2. Democracy, Market Economy and Privatization: It explores the theoretical link between economic stability and democracy, justifying the need for a competitive private sector in the Russian transition.
3. Soviet Legacy: This section analyzes the inefficient, bureaucratic nature of the Soviet Command-Administrative System and the rise of the "Nomenklatura" who influenced later privatization.
4. Gorbachev’s Economic Modernization: It details the limited reforms of the Gorbachev era, specifically the 1987 Law on the State Enterprise, which inadvertently sowed the seeds for later "insider control."
5. Privatization under Yeltsin: This chapter evaluates the design and execution of the voucher privatization program and the controversial "loans for shares" scheme.

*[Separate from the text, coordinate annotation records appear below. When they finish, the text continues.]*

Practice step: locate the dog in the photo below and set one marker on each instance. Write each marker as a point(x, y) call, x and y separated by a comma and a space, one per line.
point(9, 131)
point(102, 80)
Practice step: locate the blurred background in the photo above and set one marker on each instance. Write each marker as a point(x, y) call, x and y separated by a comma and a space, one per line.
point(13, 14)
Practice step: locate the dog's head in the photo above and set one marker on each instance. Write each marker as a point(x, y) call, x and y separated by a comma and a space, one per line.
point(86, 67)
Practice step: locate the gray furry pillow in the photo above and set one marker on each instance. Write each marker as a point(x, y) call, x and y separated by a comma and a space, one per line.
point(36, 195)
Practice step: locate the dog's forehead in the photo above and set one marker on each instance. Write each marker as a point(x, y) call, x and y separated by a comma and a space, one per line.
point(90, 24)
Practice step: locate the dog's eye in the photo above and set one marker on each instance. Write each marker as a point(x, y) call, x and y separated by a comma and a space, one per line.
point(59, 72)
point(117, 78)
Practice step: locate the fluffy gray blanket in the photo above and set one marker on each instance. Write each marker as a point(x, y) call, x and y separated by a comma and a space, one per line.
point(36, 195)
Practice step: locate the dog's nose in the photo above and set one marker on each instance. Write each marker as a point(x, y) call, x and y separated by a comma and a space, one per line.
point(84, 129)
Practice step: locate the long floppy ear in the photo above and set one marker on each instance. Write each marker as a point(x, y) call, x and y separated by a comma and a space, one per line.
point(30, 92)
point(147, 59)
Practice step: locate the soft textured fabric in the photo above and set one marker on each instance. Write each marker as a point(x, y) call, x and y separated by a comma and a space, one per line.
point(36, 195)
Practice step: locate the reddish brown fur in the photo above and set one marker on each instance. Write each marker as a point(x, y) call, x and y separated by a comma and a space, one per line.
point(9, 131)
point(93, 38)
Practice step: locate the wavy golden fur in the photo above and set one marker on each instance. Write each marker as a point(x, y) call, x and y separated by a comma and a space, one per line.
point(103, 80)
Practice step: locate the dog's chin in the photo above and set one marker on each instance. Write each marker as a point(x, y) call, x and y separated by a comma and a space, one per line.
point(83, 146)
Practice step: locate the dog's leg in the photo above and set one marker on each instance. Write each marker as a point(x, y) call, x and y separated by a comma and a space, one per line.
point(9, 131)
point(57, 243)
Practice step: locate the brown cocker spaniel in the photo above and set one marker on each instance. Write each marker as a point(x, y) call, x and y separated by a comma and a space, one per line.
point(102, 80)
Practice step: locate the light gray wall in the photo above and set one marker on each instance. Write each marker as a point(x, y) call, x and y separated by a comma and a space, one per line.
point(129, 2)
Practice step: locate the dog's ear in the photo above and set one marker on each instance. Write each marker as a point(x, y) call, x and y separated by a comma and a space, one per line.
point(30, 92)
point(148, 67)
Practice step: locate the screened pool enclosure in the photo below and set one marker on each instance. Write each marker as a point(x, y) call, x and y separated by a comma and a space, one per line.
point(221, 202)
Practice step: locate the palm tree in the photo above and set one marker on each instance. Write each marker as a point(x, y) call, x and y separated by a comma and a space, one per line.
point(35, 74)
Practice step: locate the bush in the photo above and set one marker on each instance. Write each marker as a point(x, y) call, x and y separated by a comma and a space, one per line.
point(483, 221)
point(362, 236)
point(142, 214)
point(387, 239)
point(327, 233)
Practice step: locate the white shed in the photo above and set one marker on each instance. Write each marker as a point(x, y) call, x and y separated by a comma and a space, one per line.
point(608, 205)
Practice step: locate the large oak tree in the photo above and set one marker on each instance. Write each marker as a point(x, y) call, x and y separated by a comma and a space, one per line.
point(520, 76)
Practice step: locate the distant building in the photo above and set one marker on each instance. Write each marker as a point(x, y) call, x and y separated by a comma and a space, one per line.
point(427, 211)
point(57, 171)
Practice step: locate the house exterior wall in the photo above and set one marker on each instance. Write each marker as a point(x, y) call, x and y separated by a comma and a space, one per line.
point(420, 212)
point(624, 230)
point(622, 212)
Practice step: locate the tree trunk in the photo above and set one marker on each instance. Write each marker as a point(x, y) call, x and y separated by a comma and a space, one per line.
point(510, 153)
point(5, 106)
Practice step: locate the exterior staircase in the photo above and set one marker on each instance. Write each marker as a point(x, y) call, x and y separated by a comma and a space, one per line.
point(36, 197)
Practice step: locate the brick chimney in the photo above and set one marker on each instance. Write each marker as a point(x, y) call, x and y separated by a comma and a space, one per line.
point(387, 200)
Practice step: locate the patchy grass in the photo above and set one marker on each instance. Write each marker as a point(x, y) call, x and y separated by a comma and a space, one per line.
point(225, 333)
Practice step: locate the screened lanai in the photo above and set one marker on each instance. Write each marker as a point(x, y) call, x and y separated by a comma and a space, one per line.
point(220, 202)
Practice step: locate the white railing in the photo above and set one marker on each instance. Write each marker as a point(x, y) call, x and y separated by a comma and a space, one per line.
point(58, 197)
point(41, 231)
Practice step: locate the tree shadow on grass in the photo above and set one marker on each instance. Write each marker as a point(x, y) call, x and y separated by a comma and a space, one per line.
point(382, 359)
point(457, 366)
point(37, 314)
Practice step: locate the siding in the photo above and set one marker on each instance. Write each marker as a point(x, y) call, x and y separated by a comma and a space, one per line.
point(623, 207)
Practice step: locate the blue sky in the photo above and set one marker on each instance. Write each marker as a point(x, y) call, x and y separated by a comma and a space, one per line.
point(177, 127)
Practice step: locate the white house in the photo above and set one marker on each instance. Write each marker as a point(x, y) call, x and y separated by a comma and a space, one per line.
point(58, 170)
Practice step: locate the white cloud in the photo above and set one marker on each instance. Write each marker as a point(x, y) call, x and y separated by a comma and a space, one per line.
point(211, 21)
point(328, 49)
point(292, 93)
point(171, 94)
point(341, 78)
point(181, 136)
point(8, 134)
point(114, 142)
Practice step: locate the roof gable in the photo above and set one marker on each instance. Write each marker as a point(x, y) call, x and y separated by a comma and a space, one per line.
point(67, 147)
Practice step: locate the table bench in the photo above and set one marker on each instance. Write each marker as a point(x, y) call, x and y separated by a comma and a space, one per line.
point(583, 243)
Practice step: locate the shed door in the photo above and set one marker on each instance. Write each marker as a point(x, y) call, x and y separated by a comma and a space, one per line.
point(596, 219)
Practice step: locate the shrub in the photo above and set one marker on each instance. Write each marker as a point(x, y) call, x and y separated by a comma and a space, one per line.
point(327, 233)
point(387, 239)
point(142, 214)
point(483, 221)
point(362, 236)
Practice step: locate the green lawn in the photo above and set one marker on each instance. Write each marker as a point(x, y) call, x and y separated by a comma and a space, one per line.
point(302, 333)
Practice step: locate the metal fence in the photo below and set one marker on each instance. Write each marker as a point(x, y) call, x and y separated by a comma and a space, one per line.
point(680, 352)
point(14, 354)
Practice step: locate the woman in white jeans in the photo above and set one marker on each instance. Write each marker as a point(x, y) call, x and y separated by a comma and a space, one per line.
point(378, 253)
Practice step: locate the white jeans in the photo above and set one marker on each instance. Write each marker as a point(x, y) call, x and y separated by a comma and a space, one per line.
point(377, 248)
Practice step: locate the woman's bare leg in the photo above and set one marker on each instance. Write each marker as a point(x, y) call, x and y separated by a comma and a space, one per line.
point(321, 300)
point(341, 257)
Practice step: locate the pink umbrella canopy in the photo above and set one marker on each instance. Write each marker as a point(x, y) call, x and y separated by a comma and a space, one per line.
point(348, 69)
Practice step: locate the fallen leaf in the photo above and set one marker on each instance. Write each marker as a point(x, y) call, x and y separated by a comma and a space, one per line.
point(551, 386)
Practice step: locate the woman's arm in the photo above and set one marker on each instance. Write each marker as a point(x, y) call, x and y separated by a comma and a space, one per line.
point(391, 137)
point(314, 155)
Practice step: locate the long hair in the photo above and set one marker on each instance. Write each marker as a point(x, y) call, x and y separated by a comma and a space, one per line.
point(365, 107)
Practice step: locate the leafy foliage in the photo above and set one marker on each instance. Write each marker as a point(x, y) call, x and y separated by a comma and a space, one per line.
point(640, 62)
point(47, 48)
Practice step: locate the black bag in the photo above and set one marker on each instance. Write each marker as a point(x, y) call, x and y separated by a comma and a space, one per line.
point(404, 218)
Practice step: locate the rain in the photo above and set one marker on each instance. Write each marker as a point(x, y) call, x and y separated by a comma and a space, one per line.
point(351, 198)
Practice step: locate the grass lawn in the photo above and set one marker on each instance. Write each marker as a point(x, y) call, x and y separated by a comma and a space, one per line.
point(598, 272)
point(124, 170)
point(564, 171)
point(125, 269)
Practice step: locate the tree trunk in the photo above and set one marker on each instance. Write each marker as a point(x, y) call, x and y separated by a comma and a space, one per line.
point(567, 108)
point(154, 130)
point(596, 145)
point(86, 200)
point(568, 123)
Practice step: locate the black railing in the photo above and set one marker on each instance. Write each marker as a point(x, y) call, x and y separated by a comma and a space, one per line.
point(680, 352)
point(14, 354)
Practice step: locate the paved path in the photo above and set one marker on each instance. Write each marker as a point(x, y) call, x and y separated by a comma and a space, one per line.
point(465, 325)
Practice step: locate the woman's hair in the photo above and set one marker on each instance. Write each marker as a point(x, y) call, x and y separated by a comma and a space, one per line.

6. The Opposition: It examines the political resistance from parliamentary conservatives and regional powers, alongside the shifting public opinion toward privatization.
7. Impacts on the Democratization Process: The final chapter argues that privatization led to monopolies and state capture rather than democratization, ultimately fostering a corrupt capitalistic order.
Keywords
Privatization, Russia, Yeltsin, Soviet Legacy, Market Economy, Democratization, Nomenklatura, Voucher Scheme, Insider Control, Economic Reform, State Assets, Political Transition, Oligarchs, Corruption, Property Rights.
Frequently Asked Questions
What is the central focus of this research paper?
The paper focuses on the privatization processes conducted during the Yeltsin administration (1991–1997) and assesses their contribution to the development of Russian democracy.
What were the primary goals of privatization in Russia according to the government?
The government aimed to improve enterprise performance, create a broad base of support for economic reforms, and ensure the irreversibility of the transition to a market economy.
How is the "Soviet Legacy" related to the privatization process?
The Soviet system created a bureaucratic, inefficient hierarchy and a new elite class known as the "Nomenklatura," who possessed the power and influence to dominate the privatization process after the USSR collapsed.
What methodology does the author use to evaluate the reforms?
The author employs a political science approach, analyzing historical reform policies, economic theory, and the outcomes of privatization to measure their impact on democratic institutional building.
What does the author conclude about the impact of privatization?
The author concludes that privatization failed to achieve its goals and instead created a highly concentrated, corrupt capitalistic structure, which acted as an obstacle to true democratization.
Which key concept describes the dominant form of privatization in Russia?
"Insider privatization" is the key concept, as it describes how enterprise managers and local elites maintained control over property, often at the expense of outside investment or broader public benefit.
What was the "loans for shares" program and why is it considered controversial?
The "loans for shares" program allowed the state to auction off shares in selected firms in exchange for loans; it was highly controversial because it was rigged to favor specific banks and led to state assets being sold at bargain prices.
How did the perception of the Russian public toward privatization change over time?
Public support for privatization, initially high in 1992, plummeted significantly by 1995 and 1996 as citizens perceived the process as unfair and beneficial only to the old elite.